A logo appeared in the lower right corner of the slide - a round blue whirlpool. Below it are two words: DeepMind. This was the first public mention of the new company.

Hassabis spent a whole year trying to get an invitation to the Singularity Summit. The lecture was just a cover. What he really needed was one minute with Peter Thiel, the Silicon Valley billionaire who financed the conference. Hassabis wanted his investment.
Hassabis never said why he wanted to get support from Till (for this article he, through the press secretary, refused several requests for an interview). We spoke with 25 sources, including current and former employees and investors. Most of them spoke anonymously, since they had no right to talk about the company.

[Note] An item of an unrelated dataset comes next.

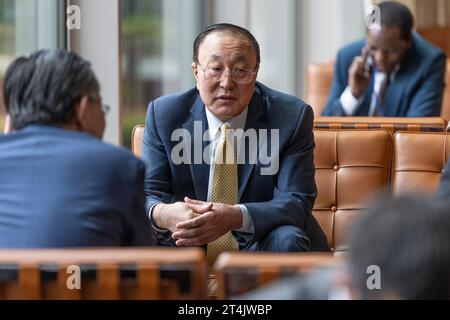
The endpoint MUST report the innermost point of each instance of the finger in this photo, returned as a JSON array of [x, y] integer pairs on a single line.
[[192, 223], [193, 201], [364, 54], [191, 242], [187, 233], [198, 206]]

But Thiel believes in AGI with even more fervor than Hassabis. In his speech in 2009, Thiel said that his greatest fear for the future is not the uprising of robots (although in isolated New Zealand, he is better protected than most people). Rather, he fears that the singularity will come too late. The world needs new technologies to prevent a recession.
In the end, DeepMind received ÂŁ 2m in venture financing; including ÂŁ 1.4m from til. When Google bought the company for $ 600 million in January 2014, early investors recorded a profit of 5,000%.
For many founders, this would be a happy ending. You can slow down, take a step back and enjoy the money. For Hassabis, the Google deal was another step in his quest for a strong AI. Almost all of 2013 he spent in the negotiations on the transaction. DeepMind will operate separately from the parent company. Hassabis will receive all corporate privileges, such as access to cash flow and computing power, without losing control of the company.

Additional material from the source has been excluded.